I am dismayed at President Trump’s announced plan of withdrawing from the Paris Agreement in the future. But I think that litigation along the lines that Professor Koh describes would be highly unlikely to succeed and undesirable. President Obama joined the United States to the Paris Agreement without getting specific approval to do so from Congress or the Senate.  I’ve written elsewhere in praise of this decision (and with respect for the brilliant lawyering that went into it). Given that neither Congress nor the Senate explicitly approved this decision, however, it seems utterly implausible that the courts would block President Trump from withdrawing from the Paris Agreement in accordance with its withdrawal clause.

In advancing his position, Professor Koh argues that Goldwater v. Carter is not much of a precedent and that we shouldn’t have a world in which President Trump can withdraw the United States “not just from the Paris Agreement but from the United Nations, the International Monetary Fund, the World Bank, the World Trade Organization, and NATO.” This sentence elides the distinction between the Paris Agreement – which was done without any specific approval from Congress and the Senate – and all the other agreements, which received such approval. Even assuming the courts would be willing to require congressional assent to withdrawal from agreements specifically approved by the Senate or Congress, it is a steep climb to get from there to such a requirement for the Paris Agreement. To make that step, the courts would not only have to push back on Goldwater and a lot of historical practice, but also embrace the power of one president to unilaterally lock her successor into an international commitment that international law itself authorizes that successor to escape. I think it is very unlikely that a district court would do this (and even more unlikely, should a stay issue, that the relevant federal appeals court or eventually the Supreme Court would let such a stay stand). Moreover, losing such a lawsuit might not be costless, as there is a risk that it could be seen by those not focused on the legal ins-and-outs as validating the withdrawal.

Not only do I think that such a case would fail, but I also think there are reasons that it should fail, even setting aside precedent and practice. If the presidents could unilaterally join the United States to multilateral agreements but needed Congress to withdraw from these agreements, this might very well make it harder for presidents to enter into commitments like the Paris Agreement in the future. The higher the substantive barriers to exit, the more reluctant the executive branch may be to enter into commitments, especially deep ones, in the first place (and the more emphatic Congress may be in efforts to block such commitments). I have suggested elsewhere that a better balance could be struck by stronger “internal procedural rules with respect to decision-making around exit.”

There is a crucial place for litigation with respect to climate. Professor Koh gives an excellent description of environmental litigation challenging the attempts of the Trump-era EPA to roll back earlier rules promulgated during the Obama administration. This litigation is formally grounded in U.S. administrative and statutory law rather than in the Paris Agreement or in the UNFCCC. This is the litigation that, if successful, will reduce how much irreparable damage the Trump administration does to our climate.
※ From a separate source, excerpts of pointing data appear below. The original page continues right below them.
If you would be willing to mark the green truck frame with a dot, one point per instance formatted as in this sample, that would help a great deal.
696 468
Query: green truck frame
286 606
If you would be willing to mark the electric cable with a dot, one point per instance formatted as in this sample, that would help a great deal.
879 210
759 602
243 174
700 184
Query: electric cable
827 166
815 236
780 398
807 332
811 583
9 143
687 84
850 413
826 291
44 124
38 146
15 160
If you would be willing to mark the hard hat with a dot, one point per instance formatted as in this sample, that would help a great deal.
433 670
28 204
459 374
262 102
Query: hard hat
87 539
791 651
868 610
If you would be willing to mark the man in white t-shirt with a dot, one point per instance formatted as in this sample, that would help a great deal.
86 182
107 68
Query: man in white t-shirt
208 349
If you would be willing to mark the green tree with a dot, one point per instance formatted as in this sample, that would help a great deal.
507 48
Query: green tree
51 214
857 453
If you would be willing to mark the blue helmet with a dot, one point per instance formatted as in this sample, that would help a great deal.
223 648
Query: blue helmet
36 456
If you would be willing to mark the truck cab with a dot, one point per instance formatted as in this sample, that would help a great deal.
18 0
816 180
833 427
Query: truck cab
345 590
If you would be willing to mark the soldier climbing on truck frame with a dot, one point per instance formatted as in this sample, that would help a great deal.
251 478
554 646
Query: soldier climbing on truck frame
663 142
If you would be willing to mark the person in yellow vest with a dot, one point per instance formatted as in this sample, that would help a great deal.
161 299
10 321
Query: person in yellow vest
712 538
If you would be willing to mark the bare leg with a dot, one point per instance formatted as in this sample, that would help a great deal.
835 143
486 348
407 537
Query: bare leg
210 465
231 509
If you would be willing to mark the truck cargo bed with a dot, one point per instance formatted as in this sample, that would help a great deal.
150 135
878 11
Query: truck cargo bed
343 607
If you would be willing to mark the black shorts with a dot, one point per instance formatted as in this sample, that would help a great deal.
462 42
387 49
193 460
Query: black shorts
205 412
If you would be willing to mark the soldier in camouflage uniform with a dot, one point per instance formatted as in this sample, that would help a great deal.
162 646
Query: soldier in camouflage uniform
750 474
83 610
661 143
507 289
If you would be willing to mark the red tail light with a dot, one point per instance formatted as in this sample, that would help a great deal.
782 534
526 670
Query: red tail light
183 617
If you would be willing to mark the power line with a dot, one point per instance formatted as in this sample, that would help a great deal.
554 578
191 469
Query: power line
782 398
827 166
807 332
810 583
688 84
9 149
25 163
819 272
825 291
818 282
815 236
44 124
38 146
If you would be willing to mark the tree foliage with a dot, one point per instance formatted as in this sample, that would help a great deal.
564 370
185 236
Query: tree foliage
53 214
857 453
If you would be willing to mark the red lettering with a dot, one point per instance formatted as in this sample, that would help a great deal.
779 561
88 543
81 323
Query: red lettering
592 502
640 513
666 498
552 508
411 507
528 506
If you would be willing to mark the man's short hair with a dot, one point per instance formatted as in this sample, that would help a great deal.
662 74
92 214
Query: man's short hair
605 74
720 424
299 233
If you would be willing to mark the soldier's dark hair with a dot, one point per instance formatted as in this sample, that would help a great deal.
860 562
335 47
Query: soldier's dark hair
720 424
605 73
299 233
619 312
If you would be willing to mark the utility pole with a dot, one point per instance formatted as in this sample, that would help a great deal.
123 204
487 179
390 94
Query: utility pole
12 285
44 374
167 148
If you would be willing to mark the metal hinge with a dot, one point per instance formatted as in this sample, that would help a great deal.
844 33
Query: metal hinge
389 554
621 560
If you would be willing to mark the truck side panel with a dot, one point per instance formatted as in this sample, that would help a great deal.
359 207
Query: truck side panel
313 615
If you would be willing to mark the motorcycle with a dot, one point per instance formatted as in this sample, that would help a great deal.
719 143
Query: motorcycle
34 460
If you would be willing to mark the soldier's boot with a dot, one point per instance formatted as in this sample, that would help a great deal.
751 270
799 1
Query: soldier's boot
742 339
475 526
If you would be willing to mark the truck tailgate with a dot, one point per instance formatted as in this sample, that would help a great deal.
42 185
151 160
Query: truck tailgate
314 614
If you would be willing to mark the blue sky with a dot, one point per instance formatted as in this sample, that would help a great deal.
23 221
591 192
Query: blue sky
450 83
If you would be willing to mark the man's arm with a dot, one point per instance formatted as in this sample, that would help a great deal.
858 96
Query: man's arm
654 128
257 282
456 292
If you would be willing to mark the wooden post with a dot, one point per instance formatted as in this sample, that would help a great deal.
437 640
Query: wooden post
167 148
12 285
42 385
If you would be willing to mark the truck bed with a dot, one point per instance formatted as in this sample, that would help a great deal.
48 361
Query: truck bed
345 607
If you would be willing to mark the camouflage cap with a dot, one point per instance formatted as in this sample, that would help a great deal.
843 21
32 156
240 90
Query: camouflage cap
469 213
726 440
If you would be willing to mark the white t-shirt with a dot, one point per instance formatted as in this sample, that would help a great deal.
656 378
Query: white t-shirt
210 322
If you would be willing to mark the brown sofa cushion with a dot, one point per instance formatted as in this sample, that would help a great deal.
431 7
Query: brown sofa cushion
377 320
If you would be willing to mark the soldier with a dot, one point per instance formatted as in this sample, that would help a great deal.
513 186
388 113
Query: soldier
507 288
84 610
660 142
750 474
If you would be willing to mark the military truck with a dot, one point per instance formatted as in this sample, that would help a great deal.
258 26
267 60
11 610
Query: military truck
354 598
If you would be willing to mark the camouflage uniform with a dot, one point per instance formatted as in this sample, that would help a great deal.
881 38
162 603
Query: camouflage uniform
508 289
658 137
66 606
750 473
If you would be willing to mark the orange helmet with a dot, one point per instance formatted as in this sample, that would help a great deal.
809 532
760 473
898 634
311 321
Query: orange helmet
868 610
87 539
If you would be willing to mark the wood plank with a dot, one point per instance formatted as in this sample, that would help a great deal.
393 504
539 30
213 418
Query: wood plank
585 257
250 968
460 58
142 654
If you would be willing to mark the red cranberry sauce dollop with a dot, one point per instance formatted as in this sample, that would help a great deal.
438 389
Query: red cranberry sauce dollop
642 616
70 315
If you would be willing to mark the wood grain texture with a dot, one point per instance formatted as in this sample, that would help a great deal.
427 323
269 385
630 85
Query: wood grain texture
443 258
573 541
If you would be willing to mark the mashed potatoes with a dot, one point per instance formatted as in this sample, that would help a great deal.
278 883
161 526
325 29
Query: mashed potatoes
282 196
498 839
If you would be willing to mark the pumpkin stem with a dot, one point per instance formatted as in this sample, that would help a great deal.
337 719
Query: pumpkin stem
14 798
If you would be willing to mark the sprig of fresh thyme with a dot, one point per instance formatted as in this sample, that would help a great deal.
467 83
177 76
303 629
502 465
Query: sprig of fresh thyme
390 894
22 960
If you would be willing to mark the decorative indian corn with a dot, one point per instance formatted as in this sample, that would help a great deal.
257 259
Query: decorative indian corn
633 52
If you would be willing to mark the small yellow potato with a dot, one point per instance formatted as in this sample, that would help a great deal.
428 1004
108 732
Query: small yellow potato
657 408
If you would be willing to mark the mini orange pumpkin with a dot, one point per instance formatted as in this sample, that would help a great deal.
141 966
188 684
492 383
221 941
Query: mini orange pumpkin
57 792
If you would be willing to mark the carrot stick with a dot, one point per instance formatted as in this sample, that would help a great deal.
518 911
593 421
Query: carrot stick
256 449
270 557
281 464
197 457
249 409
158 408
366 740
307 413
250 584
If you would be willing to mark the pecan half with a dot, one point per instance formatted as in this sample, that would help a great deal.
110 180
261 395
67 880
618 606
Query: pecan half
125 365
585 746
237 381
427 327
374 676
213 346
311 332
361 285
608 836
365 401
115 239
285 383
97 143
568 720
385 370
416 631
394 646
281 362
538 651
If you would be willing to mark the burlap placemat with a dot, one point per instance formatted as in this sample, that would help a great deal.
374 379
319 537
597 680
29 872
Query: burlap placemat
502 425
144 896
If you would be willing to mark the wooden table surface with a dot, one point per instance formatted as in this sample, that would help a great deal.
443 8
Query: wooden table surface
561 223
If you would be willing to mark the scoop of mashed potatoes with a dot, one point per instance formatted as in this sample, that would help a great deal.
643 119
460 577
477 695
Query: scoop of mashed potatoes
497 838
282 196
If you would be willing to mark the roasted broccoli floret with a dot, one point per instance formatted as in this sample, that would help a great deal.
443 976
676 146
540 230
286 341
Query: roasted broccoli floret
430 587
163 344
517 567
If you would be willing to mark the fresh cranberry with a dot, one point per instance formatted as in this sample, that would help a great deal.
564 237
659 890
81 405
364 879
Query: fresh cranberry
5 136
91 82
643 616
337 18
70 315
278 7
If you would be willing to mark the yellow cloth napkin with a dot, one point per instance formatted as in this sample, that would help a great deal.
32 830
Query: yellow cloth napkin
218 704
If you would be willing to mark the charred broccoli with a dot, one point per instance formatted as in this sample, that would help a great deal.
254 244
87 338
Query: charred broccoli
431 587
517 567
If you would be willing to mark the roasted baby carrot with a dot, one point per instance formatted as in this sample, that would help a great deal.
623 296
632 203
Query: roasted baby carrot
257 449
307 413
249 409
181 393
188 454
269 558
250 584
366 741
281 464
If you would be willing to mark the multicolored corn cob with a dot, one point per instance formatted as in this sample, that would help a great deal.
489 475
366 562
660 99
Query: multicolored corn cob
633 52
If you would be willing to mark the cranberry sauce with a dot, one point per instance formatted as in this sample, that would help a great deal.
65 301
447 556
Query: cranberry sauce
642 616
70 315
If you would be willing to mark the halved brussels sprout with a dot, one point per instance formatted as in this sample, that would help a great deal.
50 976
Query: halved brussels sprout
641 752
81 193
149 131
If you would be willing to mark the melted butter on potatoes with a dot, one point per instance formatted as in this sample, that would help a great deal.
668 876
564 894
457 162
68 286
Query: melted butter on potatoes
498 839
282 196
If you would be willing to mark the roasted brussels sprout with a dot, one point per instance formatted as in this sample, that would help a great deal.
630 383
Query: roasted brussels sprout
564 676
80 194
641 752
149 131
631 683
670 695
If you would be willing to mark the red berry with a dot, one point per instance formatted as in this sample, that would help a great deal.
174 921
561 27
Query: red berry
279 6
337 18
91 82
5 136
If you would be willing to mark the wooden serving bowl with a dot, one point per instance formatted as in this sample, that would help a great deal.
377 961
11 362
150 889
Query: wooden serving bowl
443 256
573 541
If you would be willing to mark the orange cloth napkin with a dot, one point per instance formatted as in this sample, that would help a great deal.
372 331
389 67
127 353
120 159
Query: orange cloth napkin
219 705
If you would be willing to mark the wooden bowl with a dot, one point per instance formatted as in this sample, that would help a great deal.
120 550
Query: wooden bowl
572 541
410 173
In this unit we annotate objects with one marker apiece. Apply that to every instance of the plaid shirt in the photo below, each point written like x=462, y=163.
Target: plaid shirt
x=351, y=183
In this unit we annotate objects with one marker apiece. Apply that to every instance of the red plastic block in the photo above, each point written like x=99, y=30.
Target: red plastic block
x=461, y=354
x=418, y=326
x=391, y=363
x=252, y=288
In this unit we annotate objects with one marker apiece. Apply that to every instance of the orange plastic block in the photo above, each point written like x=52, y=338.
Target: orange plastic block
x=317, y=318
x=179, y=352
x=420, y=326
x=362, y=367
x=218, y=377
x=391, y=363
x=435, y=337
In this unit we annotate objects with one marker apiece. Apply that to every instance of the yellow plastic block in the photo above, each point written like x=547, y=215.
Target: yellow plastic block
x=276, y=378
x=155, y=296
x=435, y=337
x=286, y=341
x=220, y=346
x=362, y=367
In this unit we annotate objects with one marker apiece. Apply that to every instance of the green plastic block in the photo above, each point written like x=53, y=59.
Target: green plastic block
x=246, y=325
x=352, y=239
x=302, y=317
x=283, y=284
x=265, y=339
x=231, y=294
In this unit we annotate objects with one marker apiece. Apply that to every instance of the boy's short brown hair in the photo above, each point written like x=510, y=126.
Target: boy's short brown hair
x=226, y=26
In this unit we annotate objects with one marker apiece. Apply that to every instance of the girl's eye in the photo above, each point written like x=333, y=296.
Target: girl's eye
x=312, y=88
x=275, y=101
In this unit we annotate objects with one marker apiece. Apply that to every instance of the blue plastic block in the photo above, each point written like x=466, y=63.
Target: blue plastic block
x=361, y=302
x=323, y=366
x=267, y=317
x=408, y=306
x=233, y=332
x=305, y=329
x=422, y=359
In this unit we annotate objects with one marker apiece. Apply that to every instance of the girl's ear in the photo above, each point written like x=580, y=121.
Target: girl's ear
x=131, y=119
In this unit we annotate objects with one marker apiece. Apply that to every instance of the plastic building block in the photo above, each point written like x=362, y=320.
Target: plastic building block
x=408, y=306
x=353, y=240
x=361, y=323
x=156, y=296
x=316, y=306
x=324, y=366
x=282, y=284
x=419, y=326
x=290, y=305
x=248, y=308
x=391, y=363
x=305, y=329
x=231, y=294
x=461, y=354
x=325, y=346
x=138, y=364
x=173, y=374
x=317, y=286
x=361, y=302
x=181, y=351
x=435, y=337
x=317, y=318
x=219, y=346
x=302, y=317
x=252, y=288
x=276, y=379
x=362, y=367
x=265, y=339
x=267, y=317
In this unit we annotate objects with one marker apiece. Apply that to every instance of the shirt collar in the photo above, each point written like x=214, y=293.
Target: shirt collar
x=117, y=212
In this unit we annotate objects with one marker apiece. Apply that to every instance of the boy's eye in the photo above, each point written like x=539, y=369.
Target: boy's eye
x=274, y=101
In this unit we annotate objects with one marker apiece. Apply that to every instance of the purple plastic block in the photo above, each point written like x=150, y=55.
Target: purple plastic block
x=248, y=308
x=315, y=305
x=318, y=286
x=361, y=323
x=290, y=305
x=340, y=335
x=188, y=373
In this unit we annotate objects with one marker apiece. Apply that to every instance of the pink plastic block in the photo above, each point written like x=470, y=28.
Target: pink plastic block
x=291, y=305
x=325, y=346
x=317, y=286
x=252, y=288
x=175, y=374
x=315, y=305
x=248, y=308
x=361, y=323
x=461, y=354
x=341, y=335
“As Donald Trump’s Presidency Careens into its Second Autumn …”

At the end of his 1922 treatise on The Control of American Foreign Relations, Quincy Wright concluded gravely that “The people and parties must insist on men of experience and tried capacity as candidates.” There’s sexism in this statement, and there’s truth in the rest of it.

We are living with a terrifying President, who lacks experience and capacity – and honesty, decency, judgment, compassion, and respect for the rule of law. Professor Koh aptly describes this presidency as “careen[ing] into its second autumn”. If the ship of state stays upright, it will be with no thanks to President Trump. I don’t agree with everything in Professor Koh’s book and have focused on some points of disagreement here. But these lines of disagreement are small compared to my appreciation of the overall project – and of Professor Koh’s tireless work to advance human rights and the international legal order.